長州おはぎには買う時に守らなければならないルールがありました。

おはぎを買う人は「まけてくれ」と言います。
おはぎを売る人は「一銭もまけられん」と答えてから、ようやくおはぎを売買することができたのです。

まけてくれは長州おはぎの「36文」をまけてくれと言っているわけではありませんでした。長州藩の城下町の「萩」にかけた「おはぎ」で、お箸の配置とあわせて萩藩主の毛利家の家紋である「一文字三星」を現していたのです。

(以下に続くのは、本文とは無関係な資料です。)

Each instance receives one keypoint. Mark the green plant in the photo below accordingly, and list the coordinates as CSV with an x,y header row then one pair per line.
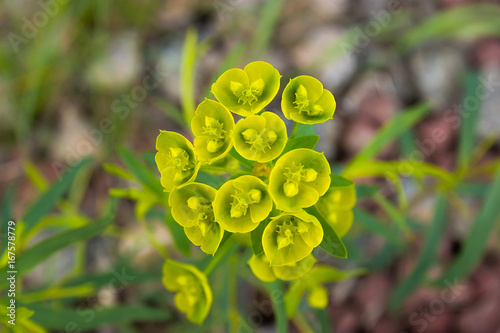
x,y
264,197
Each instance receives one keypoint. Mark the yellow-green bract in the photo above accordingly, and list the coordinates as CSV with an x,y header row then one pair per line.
x,y
290,237
212,126
262,269
298,179
241,204
194,296
260,138
305,101
247,91
175,159
192,208
337,203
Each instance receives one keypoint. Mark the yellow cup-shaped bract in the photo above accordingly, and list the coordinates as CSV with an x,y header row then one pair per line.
x,y
192,208
242,203
212,126
260,138
305,101
291,237
298,179
193,294
247,91
263,270
337,203
175,159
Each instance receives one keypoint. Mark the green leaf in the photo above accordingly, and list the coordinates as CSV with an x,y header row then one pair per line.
x,y
52,293
140,171
467,138
390,169
366,191
51,196
426,258
391,131
91,318
31,257
180,238
6,215
477,238
229,61
331,241
306,141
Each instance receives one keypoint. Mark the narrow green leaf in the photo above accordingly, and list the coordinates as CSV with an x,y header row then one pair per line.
x,y
426,258
467,138
230,61
82,290
366,191
51,196
391,131
92,318
331,241
477,238
6,215
178,234
31,257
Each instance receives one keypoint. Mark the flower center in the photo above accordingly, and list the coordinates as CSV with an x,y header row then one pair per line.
x,y
178,158
294,175
203,209
243,199
215,130
288,230
259,141
248,94
303,104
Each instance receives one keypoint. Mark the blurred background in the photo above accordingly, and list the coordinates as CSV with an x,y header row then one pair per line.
x,y
417,85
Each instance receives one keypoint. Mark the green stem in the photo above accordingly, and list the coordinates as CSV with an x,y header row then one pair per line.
x,y
277,293
294,130
221,253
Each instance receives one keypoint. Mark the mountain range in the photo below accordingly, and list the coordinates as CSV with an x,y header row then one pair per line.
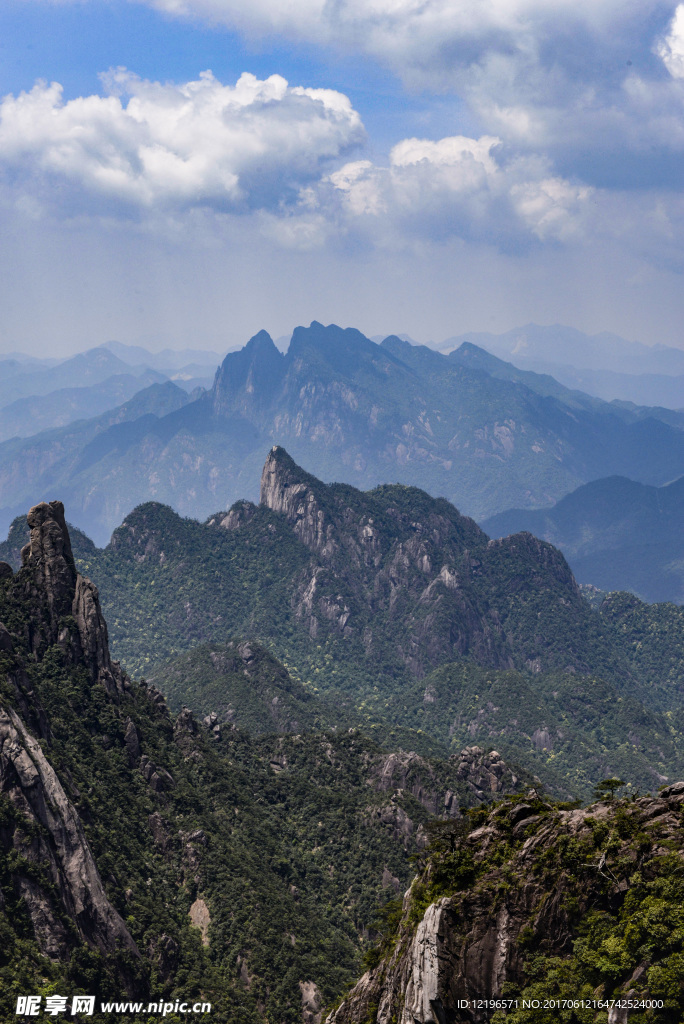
x,y
602,365
389,611
251,850
615,534
466,426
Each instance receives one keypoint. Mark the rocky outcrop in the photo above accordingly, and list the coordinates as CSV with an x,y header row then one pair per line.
x,y
286,488
60,598
57,844
93,637
535,871
395,556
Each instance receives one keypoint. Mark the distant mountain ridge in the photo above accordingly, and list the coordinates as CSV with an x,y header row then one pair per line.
x,y
616,534
602,365
389,610
485,436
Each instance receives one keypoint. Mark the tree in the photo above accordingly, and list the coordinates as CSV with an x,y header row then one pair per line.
x,y
606,788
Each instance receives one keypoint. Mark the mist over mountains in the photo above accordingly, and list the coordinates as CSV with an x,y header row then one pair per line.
x,y
467,426
603,365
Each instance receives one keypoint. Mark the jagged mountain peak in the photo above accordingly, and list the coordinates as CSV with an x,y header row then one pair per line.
x,y
341,349
247,380
65,605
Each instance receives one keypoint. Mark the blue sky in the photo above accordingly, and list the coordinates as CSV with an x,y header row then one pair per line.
x,y
428,168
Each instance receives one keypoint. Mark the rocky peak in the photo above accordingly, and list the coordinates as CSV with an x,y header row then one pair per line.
x,y
287,488
49,561
536,872
56,593
247,380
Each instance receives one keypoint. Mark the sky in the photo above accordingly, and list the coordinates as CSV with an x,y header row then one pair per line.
x,y
186,172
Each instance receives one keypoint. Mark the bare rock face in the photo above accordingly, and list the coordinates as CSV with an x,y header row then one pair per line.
x,y
470,945
58,593
50,570
93,637
237,516
286,488
60,847
486,773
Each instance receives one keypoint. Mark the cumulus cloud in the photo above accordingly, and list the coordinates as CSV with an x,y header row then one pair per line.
x,y
566,78
671,48
460,186
146,144
551,76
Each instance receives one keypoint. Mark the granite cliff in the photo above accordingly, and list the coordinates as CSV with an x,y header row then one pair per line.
x,y
539,904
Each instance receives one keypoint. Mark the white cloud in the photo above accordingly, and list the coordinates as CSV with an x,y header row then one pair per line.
x,y
457,186
154,145
671,49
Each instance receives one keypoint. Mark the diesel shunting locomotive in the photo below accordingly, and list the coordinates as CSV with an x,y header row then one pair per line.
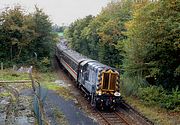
x,y
99,82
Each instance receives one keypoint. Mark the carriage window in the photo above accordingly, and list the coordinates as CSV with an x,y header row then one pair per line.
x,y
105,80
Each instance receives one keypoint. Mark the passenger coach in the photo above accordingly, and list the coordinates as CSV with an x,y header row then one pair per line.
x,y
99,82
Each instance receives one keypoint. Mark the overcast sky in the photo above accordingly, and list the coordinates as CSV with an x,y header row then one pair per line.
x,y
61,11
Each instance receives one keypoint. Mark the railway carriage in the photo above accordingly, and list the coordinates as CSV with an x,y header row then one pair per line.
x,y
99,82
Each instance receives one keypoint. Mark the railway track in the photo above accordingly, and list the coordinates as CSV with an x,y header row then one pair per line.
x,y
113,118
124,115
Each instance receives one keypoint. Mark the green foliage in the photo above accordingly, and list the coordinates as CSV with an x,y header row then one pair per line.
x,y
100,37
25,38
152,48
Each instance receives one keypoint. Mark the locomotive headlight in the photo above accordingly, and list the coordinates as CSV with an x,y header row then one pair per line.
x,y
117,94
99,93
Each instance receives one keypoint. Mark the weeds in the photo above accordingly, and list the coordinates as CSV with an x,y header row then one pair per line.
x,y
151,95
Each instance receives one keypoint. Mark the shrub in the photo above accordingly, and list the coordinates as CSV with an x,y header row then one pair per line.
x,y
154,95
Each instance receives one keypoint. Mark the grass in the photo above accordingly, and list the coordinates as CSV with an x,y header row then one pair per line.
x,y
10,75
156,114
60,118
48,79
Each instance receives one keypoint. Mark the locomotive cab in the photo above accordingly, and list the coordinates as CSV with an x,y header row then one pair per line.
x,y
108,95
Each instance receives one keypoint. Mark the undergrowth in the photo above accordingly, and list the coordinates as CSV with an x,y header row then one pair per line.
x,y
150,94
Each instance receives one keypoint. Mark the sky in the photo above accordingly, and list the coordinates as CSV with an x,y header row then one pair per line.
x,y
61,12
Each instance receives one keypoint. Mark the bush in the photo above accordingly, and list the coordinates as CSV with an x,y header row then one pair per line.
x,y
130,85
154,95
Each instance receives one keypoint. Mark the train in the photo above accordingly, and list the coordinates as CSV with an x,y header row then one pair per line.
x,y
99,82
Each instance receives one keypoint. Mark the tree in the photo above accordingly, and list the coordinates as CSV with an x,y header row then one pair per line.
x,y
153,45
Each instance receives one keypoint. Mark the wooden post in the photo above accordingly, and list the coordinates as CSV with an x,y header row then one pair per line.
x,y
1,65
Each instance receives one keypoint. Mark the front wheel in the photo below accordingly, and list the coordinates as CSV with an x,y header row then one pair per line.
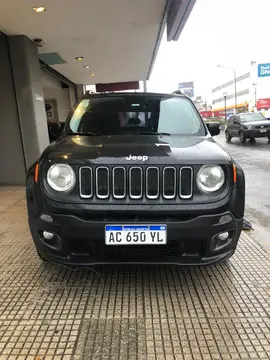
x,y
242,137
228,136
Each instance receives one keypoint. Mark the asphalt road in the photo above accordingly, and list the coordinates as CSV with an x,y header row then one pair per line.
x,y
254,158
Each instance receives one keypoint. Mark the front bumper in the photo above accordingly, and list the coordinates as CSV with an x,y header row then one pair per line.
x,y
81,241
256,133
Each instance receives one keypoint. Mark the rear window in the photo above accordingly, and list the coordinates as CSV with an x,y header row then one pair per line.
x,y
116,115
251,117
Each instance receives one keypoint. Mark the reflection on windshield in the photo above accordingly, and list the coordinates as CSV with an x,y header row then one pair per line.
x,y
152,115
252,117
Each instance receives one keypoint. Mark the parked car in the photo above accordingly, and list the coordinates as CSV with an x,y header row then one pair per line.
x,y
247,126
135,178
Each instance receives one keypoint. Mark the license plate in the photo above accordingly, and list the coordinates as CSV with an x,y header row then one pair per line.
x,y
135,234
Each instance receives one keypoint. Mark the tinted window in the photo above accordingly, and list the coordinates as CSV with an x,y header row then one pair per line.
x,y
252,117
130,114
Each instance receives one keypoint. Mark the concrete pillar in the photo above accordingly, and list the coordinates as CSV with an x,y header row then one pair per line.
x,y
29,95
12,166
80,90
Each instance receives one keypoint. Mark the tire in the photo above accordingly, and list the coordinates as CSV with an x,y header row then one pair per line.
x,y
242,137
228,136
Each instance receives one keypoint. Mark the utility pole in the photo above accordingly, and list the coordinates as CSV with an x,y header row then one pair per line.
x,y
225,110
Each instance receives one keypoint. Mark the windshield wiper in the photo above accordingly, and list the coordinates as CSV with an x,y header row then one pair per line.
x,y
83,134
153,133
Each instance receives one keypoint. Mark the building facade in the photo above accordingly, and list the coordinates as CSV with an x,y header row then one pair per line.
x,y
252,93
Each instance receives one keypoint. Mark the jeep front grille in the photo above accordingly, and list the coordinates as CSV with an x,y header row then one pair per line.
x,y
136,182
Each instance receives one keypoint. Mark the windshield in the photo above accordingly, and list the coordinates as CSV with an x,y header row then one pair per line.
x,y
116,115
252,117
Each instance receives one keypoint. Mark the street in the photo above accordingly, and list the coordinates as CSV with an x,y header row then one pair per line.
x,y
255,160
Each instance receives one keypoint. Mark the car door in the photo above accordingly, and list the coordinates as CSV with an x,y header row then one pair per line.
x,y
230,125
237,125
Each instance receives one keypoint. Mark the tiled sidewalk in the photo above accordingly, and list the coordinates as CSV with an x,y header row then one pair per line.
x,y
48,311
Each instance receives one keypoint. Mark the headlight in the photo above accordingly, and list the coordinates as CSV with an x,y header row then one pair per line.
x,y
61,177
210,178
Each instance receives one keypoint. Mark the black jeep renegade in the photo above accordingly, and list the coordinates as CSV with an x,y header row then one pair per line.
x,y
135,178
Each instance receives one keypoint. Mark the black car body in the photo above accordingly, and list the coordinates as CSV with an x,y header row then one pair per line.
x,y
139,168
247,126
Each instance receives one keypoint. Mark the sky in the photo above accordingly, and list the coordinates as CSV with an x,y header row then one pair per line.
x,y
228,32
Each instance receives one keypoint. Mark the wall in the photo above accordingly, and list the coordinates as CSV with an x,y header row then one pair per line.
x,y
29,95
52,89
12,166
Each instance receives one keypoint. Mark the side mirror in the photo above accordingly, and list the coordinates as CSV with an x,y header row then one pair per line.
x,y
214,128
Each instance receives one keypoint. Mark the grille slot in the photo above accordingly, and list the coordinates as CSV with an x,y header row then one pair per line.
x,y
86,182
102,182
119,182
135,182
169,182
152,182
186,182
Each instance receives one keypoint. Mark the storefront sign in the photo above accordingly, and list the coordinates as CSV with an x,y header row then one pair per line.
x,y
187,88
263,104
263,70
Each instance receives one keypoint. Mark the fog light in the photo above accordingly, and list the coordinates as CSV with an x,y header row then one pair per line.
x,y
223,236
47,235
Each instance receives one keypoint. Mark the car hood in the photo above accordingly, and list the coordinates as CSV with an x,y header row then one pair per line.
x,y
119,149
257,123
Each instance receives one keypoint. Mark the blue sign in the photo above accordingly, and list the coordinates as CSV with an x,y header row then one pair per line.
x,y
263,70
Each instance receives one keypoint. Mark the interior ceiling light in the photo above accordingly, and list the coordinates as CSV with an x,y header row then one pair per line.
x,y
39,9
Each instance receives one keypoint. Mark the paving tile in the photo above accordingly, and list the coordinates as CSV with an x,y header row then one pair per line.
x,y
48,311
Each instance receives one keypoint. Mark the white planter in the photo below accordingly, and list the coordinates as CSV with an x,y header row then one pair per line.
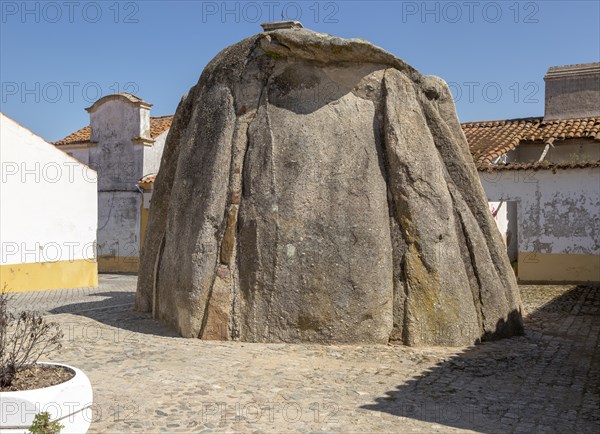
x,y
69,403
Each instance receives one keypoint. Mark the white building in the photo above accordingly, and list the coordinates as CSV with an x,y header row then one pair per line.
x,y
48,214
544,175
123,144
541,175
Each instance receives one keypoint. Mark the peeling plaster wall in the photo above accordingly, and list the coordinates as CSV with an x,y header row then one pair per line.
x,y
563,151
558,219
119,163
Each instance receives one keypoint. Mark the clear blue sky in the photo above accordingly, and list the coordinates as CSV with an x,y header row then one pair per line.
x,y
57,57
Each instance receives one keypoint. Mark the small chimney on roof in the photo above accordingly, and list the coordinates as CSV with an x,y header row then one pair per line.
x,y
277,25
572,91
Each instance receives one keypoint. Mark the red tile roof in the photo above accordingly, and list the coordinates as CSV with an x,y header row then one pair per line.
x,y
544,165
158,125
489,140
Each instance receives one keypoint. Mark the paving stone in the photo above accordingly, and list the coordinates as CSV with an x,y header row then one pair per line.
x,y
146,379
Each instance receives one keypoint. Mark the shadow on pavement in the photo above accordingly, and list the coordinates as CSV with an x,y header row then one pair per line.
x,y
545,381
116,310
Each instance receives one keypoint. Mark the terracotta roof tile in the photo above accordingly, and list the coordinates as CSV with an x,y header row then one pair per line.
x,y
158,125
544,165
489,140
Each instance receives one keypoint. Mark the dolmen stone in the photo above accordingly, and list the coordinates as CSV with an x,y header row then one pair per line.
x,y
319,189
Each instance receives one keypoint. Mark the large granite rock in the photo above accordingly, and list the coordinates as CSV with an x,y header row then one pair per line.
x,y
320,189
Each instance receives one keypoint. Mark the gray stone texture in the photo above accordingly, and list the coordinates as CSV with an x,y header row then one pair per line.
x,y
317,189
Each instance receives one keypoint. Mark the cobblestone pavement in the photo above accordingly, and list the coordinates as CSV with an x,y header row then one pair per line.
x,y
146,379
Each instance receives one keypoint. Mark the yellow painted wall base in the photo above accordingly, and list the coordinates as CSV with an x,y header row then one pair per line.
x,y
118,264
558,267
38,276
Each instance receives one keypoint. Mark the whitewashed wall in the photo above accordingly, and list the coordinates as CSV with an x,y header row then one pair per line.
x,y
48,200
558,217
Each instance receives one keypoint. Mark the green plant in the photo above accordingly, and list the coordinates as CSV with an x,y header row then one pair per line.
x,y
43,425
24,338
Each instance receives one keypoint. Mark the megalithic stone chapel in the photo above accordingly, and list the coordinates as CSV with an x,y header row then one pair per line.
x,y
318,189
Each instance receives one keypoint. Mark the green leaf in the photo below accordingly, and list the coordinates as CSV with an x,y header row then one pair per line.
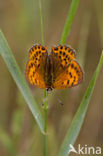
x,y
7,142
18,77
69,20
78,119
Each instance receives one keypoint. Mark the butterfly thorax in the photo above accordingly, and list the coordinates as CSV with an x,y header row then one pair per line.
x,y
48,73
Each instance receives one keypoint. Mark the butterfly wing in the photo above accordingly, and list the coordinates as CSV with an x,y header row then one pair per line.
x,y
67,72
35,68
63,53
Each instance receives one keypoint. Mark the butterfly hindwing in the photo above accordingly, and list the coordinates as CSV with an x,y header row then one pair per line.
x,y
35,67
71,76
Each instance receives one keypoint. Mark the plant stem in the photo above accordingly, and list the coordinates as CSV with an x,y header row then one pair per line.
x,y
69,20
41,23
45,92
45,123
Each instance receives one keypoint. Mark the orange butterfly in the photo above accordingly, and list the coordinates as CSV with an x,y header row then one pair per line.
x,y
57,70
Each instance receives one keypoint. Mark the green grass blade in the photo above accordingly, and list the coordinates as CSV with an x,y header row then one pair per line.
x,y
7,142
10,61
69,20
78,119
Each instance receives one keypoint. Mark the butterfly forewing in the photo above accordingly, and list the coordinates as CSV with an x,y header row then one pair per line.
x,y
63,53
35,68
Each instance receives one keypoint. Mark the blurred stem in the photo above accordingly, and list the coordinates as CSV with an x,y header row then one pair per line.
x,y
45,92
41,23
69,20
45,123
82,45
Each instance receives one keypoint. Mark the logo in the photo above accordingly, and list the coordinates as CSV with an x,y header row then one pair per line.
x,y
85,149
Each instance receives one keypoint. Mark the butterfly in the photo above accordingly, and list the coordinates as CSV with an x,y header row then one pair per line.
x,y
57,70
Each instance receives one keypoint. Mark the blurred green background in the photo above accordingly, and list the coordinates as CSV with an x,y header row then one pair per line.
x,y
20,23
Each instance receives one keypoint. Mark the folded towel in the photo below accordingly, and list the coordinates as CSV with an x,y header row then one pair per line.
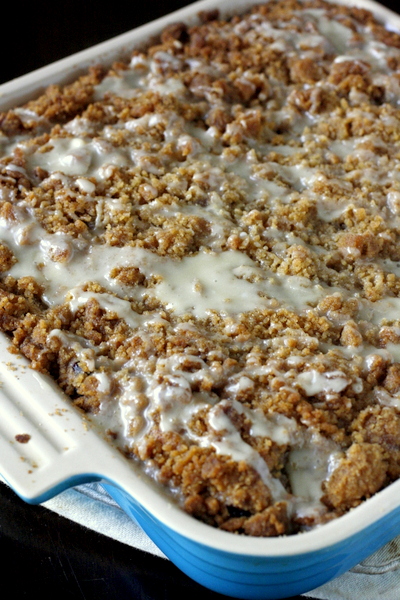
x,y
91,506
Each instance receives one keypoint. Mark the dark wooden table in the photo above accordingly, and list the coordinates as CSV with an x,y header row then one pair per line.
x,y
42,553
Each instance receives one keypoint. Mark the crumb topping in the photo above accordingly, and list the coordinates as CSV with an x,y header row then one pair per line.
x,y
201,246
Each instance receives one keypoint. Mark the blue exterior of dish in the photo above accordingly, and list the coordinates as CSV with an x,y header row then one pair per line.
x,y
259,577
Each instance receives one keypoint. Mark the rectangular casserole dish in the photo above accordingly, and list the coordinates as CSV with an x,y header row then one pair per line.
x,y
65,449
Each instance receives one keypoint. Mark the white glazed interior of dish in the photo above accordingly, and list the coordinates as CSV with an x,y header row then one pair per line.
x,y
146,493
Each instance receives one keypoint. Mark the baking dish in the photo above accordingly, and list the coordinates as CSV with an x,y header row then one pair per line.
x,y
68,453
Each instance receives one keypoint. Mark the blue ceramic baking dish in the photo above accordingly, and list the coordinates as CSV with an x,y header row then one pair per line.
x,y
65,449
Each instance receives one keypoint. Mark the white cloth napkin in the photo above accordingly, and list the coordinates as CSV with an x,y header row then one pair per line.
x,y
91,506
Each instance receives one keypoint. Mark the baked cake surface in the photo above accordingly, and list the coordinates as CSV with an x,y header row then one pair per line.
x,y
201,246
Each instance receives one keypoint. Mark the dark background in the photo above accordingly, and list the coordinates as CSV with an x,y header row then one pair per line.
x,y
41,553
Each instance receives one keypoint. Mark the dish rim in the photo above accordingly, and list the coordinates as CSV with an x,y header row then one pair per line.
x,y
323,537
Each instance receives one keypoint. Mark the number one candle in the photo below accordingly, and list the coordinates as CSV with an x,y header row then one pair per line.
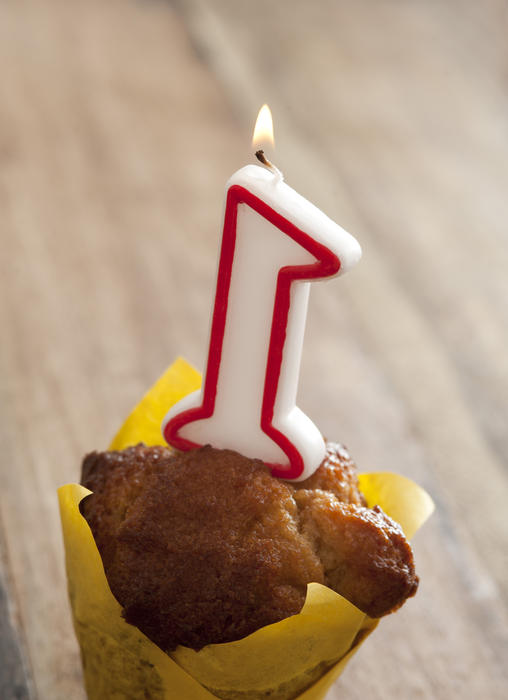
x,y
274,243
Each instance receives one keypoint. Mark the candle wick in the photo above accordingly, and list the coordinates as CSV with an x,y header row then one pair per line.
x,y
260,155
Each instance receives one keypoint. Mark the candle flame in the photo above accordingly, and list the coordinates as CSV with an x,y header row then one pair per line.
x,y
263,131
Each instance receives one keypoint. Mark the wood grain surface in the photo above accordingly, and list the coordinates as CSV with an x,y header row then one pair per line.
x,y
120,122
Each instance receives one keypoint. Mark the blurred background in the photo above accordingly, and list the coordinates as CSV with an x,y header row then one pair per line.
x,y
120,122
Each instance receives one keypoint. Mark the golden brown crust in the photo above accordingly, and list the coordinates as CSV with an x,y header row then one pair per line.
x,y
206,546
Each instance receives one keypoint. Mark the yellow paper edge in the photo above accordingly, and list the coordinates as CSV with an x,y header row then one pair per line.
x,y
399,497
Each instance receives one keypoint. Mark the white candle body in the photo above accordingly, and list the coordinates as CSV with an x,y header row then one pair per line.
x,y
261,250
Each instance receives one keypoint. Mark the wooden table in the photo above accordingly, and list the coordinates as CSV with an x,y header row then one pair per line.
x,y
120,122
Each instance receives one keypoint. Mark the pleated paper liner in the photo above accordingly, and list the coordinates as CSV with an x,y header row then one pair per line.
x,y
299,657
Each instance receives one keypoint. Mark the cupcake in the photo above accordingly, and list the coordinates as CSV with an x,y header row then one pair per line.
x,y
198,574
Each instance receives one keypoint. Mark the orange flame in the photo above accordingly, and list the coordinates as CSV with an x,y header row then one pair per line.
x,y
263,131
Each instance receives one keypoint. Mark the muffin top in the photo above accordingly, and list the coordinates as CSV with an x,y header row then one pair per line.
x,y
206,546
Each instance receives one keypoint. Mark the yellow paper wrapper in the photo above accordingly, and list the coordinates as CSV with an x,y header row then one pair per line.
x,y
299,657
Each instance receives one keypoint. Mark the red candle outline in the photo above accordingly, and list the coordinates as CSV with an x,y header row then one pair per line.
x,y
327,265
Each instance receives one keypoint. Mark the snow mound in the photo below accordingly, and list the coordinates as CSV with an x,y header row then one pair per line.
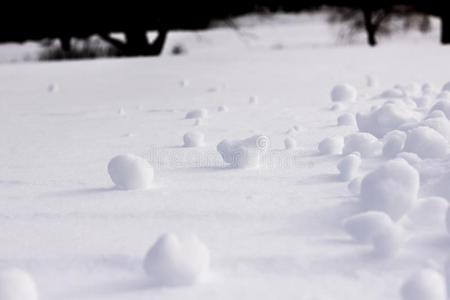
x,y
177,260
427,143
429,212
425,285
331,145
364,226
130,172
392,188
197,114
16,284
194,139
362,142
244,154
388,117
348,167
394,142
290,143
343,92
347,119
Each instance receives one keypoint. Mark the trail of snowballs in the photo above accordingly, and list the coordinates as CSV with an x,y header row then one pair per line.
x,y
403,135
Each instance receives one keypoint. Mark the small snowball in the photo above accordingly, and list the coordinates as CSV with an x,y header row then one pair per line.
x,y
429,212
425,285
387,243
222,108
362,142
346,119
427,143
130,172
176,260
197,114
16,284
331,145
394,143
194,139
343,92
348,167
392,188
290,143
364,226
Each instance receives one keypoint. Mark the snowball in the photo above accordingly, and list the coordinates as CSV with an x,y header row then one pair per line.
x,y
17,285
290,143
394,143
332,145
130,172
194,139
427,143
244,154
348,167
222,108
346,119
343,92
392,188
362,142
197,114
364,226
384,119
429,212
177,260
387,243
425,285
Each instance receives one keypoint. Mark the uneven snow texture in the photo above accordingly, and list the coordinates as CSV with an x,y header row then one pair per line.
x,y
177,260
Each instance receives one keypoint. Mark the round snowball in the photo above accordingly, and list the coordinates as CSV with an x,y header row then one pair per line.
x,y
16,284
425,285
332,145
130,172
343,92
194,139
177,260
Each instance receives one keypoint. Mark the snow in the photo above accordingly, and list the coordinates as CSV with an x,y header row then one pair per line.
x,y
425,285
130,172
343,93
16,284
177,260
391,188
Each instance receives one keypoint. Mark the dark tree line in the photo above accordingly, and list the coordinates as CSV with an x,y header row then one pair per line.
x,y
81,20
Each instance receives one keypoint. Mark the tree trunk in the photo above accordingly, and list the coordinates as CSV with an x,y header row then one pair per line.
x,y
370,27
445,28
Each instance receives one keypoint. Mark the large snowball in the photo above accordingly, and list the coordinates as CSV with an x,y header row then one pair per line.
x,y
177,260
427,143
364,226
392,188
194,139
425,285
343,92
130,172
17,285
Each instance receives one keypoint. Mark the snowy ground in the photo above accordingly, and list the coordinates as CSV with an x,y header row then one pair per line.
x,y
273,233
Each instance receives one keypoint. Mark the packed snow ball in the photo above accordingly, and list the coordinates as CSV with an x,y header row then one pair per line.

36文というのも、長州藩の「36万石」にかけています。「負けてくれ」につづくのも、「一戦も負けられん」という意味だったのです。

 

1864年8月20日に勃発した禁門の変で朝敵となった長州藩は、天皇の勅命のもと幕府による総攻撃「第一次長州征伐」を前に、藩存亡の危機に立たされていました。

当時、京都市民は表立っては長州藩を応援することはできませんでした、多くの民衆が「長州贔屓」(※1)だったそうで、誰が売り始めたのかはわかりませんが、長州おはぎというスイーツをおいしく食べてこっそりと長州藩を応援していたのです。

果たして、長州贔屓だった京都市民の応援をよそに、藩存続の危機に直面する長州藩は第一次長州征伐でどうなったのでしょうか。

今回は第一次長州征伐をわかりやすく解説します。

※1 長州の侍は金払いがよく好かれており、西国なので縁も深かった。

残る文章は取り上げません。